- Te obrazy do mnie przychodziły. Ja ich nie wymyślałem - mówił w "Xięgarni" Adam Pańczuk, autor najlepszej książki fotograficznej 2013 roku. Opisy do jego portretów stworzył Kazimierz Kusznierow, który przyznał, że pisał je z wielkim oporem i niechęcią.
Publikacja składa się z czarno-białych portretów mieszkańców wsi, położonych na wschodzie Polski.
Przy zdjęciach znajdują się opisy, których autorem jest Kazimierz Kusznierow - reżyser teatru obrzędowego Czeladońka, założonego przy kole gospodyń wiejskich we wsi Lubenka.
Obraz i słowa
Adam Pańczuk podkreślił w "Xięgarni", że podróż do wsi Lubenka, gdzie powstała większość portretów, była powrotem do korzeni. - Zupełnie nieświadomie udało mi się dotknąć rzeczy pierwotnych. Człowiek pochodzi z tej ziemi, on zostaje w niej pochowany - mówił.
Auto wyjaśnił, że zanim zdecydował się zrobić portrety mieszkańcom wsi, wcześniej fotografował ich codzienne życie, poznawał ich. Na jego zdjęciach ludziom towarzyszą różne przedmioty: siekiera, zegar, gałąź. - Te obrazy do mnie przychodziły. Ja ich nie wymyślałem - mówił.

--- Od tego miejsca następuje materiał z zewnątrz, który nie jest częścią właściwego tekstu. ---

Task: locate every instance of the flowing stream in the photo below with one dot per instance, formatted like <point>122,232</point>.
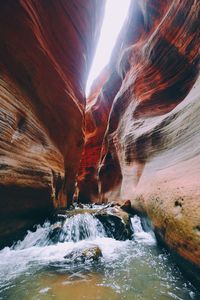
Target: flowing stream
<point>37,268</point>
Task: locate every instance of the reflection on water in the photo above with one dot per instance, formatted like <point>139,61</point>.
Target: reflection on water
<point>132,270</point>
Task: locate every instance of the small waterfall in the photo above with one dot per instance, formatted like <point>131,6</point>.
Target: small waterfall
<point>139,234</point>
<point>81,227</point>
<point>73,229</point>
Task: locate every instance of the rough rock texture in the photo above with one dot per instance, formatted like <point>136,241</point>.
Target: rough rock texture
<point>46,49</point>
<point>150,151</point>
<point>98,107</point>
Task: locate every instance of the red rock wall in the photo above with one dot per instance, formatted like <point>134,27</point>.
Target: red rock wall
<point>46,50</point>
<point>150,151</point>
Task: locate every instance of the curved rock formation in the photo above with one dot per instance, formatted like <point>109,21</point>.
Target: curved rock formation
<point>150,152</point>
<point>45,51</point>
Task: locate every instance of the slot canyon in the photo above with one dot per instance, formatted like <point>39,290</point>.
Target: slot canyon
<point>134,139</point>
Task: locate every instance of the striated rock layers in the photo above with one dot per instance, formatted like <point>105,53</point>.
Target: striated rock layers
<point>150,152</point>
<point>46,49</point>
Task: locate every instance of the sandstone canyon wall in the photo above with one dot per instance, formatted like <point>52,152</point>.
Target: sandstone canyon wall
<point>150,152</point>
<point>46,49</point>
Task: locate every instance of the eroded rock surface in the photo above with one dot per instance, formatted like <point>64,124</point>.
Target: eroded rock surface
<point>150,150</point>
<point>45,53</point>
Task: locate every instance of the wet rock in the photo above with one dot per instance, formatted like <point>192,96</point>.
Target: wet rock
<point>116,222</point>
<point>91,253</point>
<point>56,230</point>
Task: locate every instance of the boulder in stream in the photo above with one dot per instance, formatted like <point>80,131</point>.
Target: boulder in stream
<point>116,222</point>
<point>90,253</point>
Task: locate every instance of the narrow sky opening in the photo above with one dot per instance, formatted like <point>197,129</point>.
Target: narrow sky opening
<point>115,14</point>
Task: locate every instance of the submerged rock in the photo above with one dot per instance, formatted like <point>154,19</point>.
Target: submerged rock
<point>116,222</point>
<point>91,253</point>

Autor tekstów przyznał z kolei, że pisał je z wielkim oporem i niechęcią. - Nie wiedziałem, czego on (Pańczuk - red.) właściwie ode mnie chce, co mam pisać i po co. Kto to zechce czytać, takie bzdety - wspominał Kazimierz Kusznierow.
Fotograf, dopytywany czy jego fotografie potrzebują takiego opisu, odpowiedział: - One funkcjonują bez tekstu. Tekst ich nie objaśnia, a tworzy dodatkowy kontekst tego miejsca. Jest napisany przez człowieka z tej miejscowości, który zna tych ludzi. Jest on, jego mama. Tekst i zdjęcia mogą funkcjonować osobno.
Zakorzenienie i godność
Goście "Xięgarni" podkreślali, że to, co wyróżniało dawną wieś, to codzienny rytm życia i zakorzenienie ludzi. - Wszystko grało jak w harmonii, to było poukładane - mówił Kusznierow.
- Ważne jest to umocowanie do miejsca. Tę ziemię się przyjmuje po rodzicach, dziadkach. Człowiek ma taki silny korzeń w tym miejscu. Jest poczucie godności, że jest się samemu w stanie wyżywić, przetrwać. To jest naprawdę bardzo widoczne. Jak tam przyjechałem, nie poczułem żadnych kompleksów, że ktoś jest ze wsi - dodał Pańczuk.
Jak mówił, to także symbolizuje tytuł książki. Karczeb oznacza bowiem pień z korzeniami. Określenie to odnosi się także do ludzi, mocno związanych ze swoją ziemią.
Album "Karczeby" został uznany przez jury 71. konkursu Pictures of the Year International Najlepszą Książką Fotograficzną Roku 2013.